Gainsharing provides a mechanism for aligning hospitals’ economic incentives with physicians’ interests and is a well-documented, viable method of facilitating this cooperation, to the benefit not only of hospitals but also of patients and payers. Gainsharing is a term that is used to describe arrangements between hospitals and physicians whereby the hospital agrees to share with the physicians any reduction in the hospital’s costs for patient care attributable in part to the efforts of the physician. Typically, these payments are structured in a variety of ways, including hourly payments for services performed by the physician or as a percentage of the cost savings realized under the arrangement. While gainsharing has gained increasing acceptance in the past years, the road traveled has not been an easy one.
Historically, the Department of Health and Human Services (HHS), Office of the Inspector General (OIG) has been suspicious of gainsharing programs. In 1999, the OIG issued a Special Advisory Bulletin outlining its concerns with generalized gainsharing (payments tied to overall cost savings rather than payments tied to specific, identifiable cost savings) and took the position that gainsharing arrangements between hospitals and physicians violate current federal law. Specifically, the OIG said that gainsharing violates the civil monetary penalty (CMP) provision that prohibits a hospital from paying a physician to induce reductions or limitations of patient care services to Medicare or Medicaid beneficiaries under the physician’s direct care. Additionally, the OIG noted that gainsharing arrangements may also raise concerns under the federal anti-kickback statute.
The 1999 OIG issuance was viewed by many as signaling the end to gainsharing. Nevertheless, in 2001, gainsharing was given new life when the OIG approved the first of many gainsharing programs under the OIG advisory opinion process. In the advisory opinion, the OIG, consistent with its historical position on gainsharing, stated that while gainsharing violates the CMP, the OIG would exercise its discretion not to seek administrative sanctions against the requestors of the opinion. In addition, the OIG stated that the arrangement contained sufficient safeguards to pose a low risk of fraud or abuse under the anti-kickback statute. Since the issuance of the 2001 opinion, the OIG has approved twelve additional gainsharing programs and one Pay for Performance (P4P) program, bringing the total number of OIG-approved gainsharing programs to fourteen.

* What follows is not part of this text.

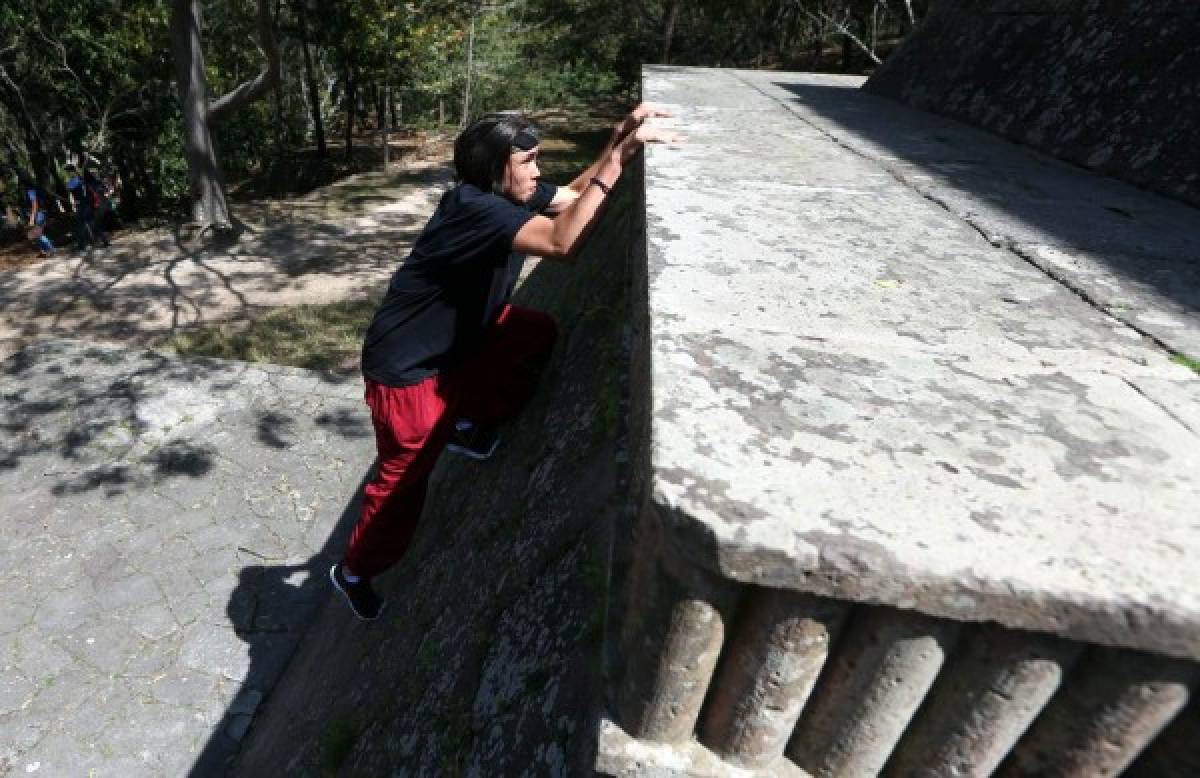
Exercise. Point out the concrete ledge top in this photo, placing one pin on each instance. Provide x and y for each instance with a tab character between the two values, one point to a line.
865	389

Of these fourteen approved gainsharing arrangements, six involve cardiac surgery, five involve cardiology, one involves anesthesiology services, one involves orthopedic surgery, and one involves the sharing with physicians of incentives earned from an insurer for quality improvement efforts –P4P. Importantly, the OIG has recently approved for the first time multi-year gainsharing programs. Generally speaking, the cost saving measures approved through the advisory opinion process fall into the following categories: (1) substitution of less costly products for products previously in use; (2) product standardization; (3) opening items and supplies only when needed; and (4) eliminating the use of or limiting the use of certain items and supplies. In each opinion, the OIG found that the arrangement implicated the CMP provision, since it could induce physicians to reduce current medical practices at the hospital, and also implicated the anti-kickback statute, since it could be used to disguise illegal remuneration by encouraging physicians to admit more Federal program beneficiaries to the hospital. However, in each instance the OIG declined to impose administrative sanctions based on the safeguards incorporated into each arrangement. Specifically, the OIG identified three types of safeguards: (1) measures that promote accountability and transparency; (2) adequate quality controls; and (3) controls on payments related to referrals.

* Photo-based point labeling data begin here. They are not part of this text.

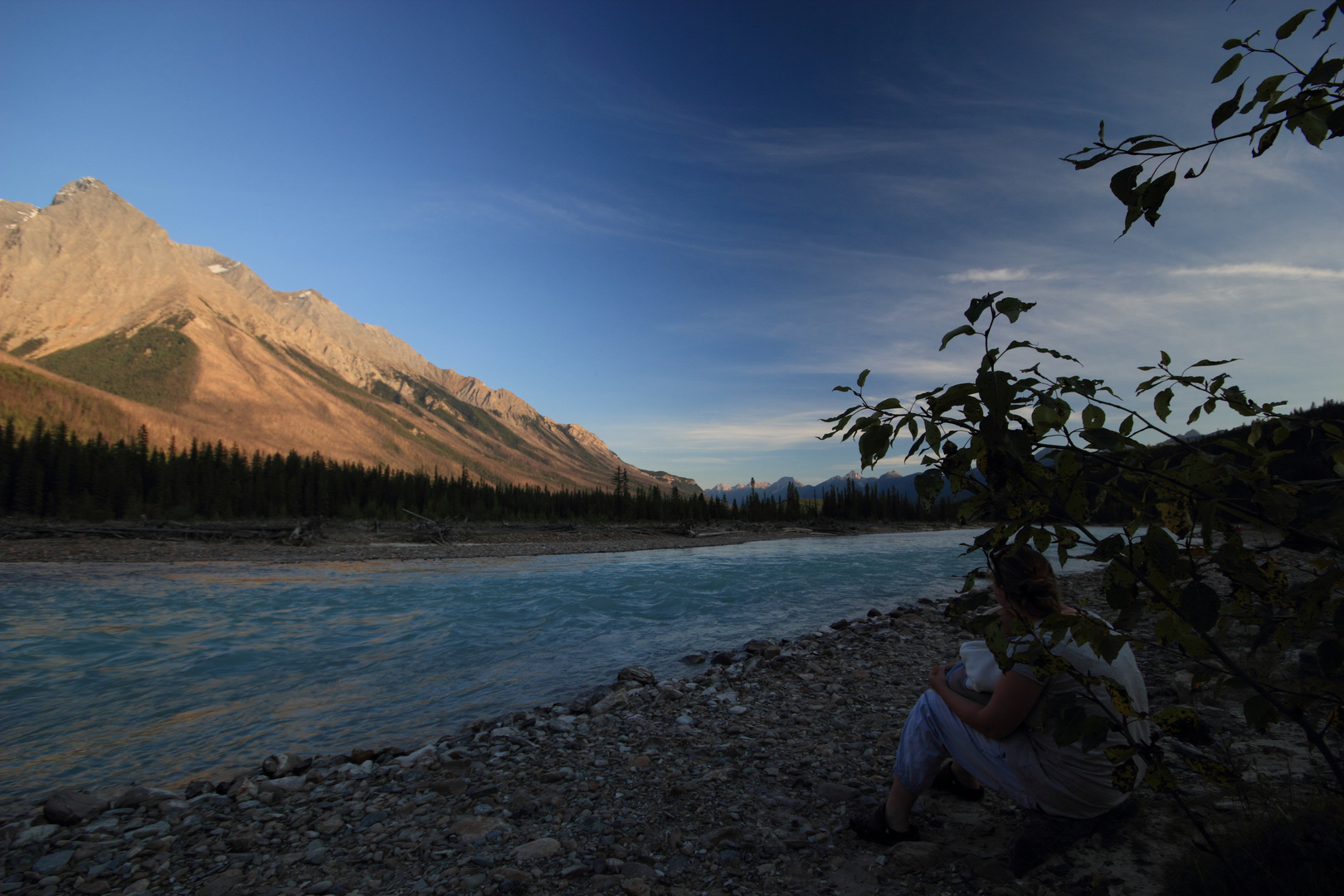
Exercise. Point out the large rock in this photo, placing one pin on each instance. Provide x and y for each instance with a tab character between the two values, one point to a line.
917	853
581	703
637	869
290	785
834	793
221	883
637	674
71	806
609	703
280	765
539	848
35	835
52	863
477	826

While the OIG’s continued willingness to approve gainsharing arrangements and expand into new specialties and extend the duration of the programs is promising, it does not provide a green light for gainsharing. The OIG’s analysis of each approved program is highly fact-specific and should not be viewed as an overarching approval of gainsharing. Further, while the OIG is exercising its discretion with respect to the CMP law, modification of the CMP law to permit gainsharing would require an act of Congress. In addition, the OIG opinions do not analyze the gainsharing arrangements for compliance with the Stark Law, which falls under the purview of CMS.
While the OIG guidance has been useful to the industry and provided some parameters for appropriately structuring gainsharing arrangements, the questions of whether and if gainsharing complies with the Stark Law has remained unanswered.
Excerpt from Catherine Martin, The New “Gainsharing”: Where We Have Been and Where We Are Heading, Physicians & Physician Organizations Law Institute (American Health Lawyers Assoc., Feb. 2009).